Jones, 51, of Lonaconing, and Wilt, 38, of Frostburg, were crushed beneath thousands of tons of rock when the highwall, or exposed rock face, of Tri-Star Mining Inc.’s Job No. 3 mine near Barton collapsed on April 17, 2007.
The complaint alleges the miners were assured by Tri-Star that the highwall was safe despite the company’s incomplete examination of the site on the day of the accident. Had the examination been thorough, it would have revealed that the wall, already weakened by underground mining decades earlier, was made further unstable by four straight days of rain before the collapse, the lawsuit claimed.
“Why must coal mine operators insist on repeatedly and flagrantly violating reasonable and obvious safety requirements at the peril of their workers?” said Keith S. Franz, a Baltimore-based attorney representing Wilt’s widow, Tonya, his two daughters and his mother.
The defendants include George R. Beener, of Rockwood, Pa., who runs both Tri-Star and BTC Developments, the mine’s landowner. Beener didn’t immediately return calls from The Associated Press.

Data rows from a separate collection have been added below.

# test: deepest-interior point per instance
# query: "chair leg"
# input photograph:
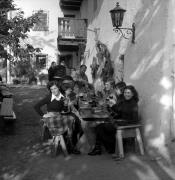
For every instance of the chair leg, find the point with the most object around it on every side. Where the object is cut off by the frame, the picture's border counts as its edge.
(63, 145)
(54, 145)
(139, 140)
(119, 143)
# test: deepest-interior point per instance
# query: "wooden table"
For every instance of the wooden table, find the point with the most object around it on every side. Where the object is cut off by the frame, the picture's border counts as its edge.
(91, 118)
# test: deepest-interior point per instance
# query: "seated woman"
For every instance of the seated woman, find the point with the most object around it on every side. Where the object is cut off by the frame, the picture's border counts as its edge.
(126, 113)
(56, 104)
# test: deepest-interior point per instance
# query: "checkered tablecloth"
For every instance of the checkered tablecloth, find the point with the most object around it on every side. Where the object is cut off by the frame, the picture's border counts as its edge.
(58, 123)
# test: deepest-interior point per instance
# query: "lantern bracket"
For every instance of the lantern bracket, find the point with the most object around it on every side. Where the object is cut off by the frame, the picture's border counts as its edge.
(126, 32)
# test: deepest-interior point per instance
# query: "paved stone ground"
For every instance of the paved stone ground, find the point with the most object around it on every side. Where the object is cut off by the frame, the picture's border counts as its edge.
(24, 157)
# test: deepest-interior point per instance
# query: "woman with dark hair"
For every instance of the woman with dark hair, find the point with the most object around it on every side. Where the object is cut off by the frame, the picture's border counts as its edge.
(126, 112)
(51, 71)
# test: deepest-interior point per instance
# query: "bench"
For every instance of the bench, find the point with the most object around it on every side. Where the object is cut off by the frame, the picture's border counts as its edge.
(125, 132)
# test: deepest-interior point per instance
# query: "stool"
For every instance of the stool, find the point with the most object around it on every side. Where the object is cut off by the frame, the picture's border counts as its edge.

The lawsuit also targets other individual employees of Tri-Star; engineering consultant Robert L. Dugan Jr., of Frostburg; Western Maryland Associates of Frostburg, which allegedly created the ground-control plan; Highland Engineering and Surveying Inc., of Oakland, which allegedly created a mine map; and Bituminous Safety Services Inc., of Morgantown, W.Va., which allegedly provided safety training. Dugan and Western Maryland denied any connection to the accident; Highland declined to comment and Bituminous didn’t return a call.
Tri-Star agreed in May to pay $105,000 in penalties under a settlement with the U.S. Mine Safety and Health Administration. The agency had originally recommended a $180,000 fine.
Baltimore attorney Donald Saiontz, representing Jones’ widow Linda and his two adult children, said the tragedy could have been avoided.
“I think it’s a classic case of indifference to the safety of miners,” Saiontz said. “They didn’t think it was very consequential to monitor the safety situation.”